MATERIALS AND METHODS

Polytetrafluoroethylene-covered retrievable nitinol stents were placed in the normal prostatic urethras of 13 dogs. The stents were removed 8 weeks after placement. The dogs were killed immediately after stent removal (group 1, n = 5) or 8 weeks after stent removal (group 2, n = 8). Retrograde urethrograms were obtained every 2 weeks after stent placement and after stent removal in dogs that had not been killed. The histologic changes in the prostate were compared between the two groups.

RESULTS

Stent placement was technically successful in all dogs. In two dogs, a second stent was placed because of migration of the first stent into the urinary bladder. Stent removal was successful in 12 dogs. One stent was removed in its expanded state. On follow-up urethrograms, dilation of the prostatic urethra persisted until animals were killed (P = .14). The mucosal hyperplasia that occurred after stent placement at both ends of the stent gradually decreased after stent removal (P < .001). Histologic examination revealed prostate glandular atrophy and periurethral fibrosis, which did not differ between the two groups (P = .72 and P = .83, respectively).
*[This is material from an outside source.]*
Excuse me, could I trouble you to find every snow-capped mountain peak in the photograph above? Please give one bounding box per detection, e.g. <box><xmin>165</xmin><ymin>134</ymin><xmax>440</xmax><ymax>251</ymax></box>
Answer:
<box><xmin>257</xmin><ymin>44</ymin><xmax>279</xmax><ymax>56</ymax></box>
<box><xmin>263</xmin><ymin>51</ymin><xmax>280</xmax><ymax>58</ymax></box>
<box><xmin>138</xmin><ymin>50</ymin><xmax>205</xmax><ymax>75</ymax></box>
Papillary hyperplasia of the uroepithelium and submucosal inflammatory cell infiltration was decreased significantly in group 2 compared with group 1 (P = .002, P = .011, respectively).

CONCLUSIONS

Covered retrievable prostatic urethral stents seem to be feasible for use in the canine prostatic urethra. The stent-induced prostatic urethral dilation and prostate glandular atrophy persist until 8 weeks after stent removal.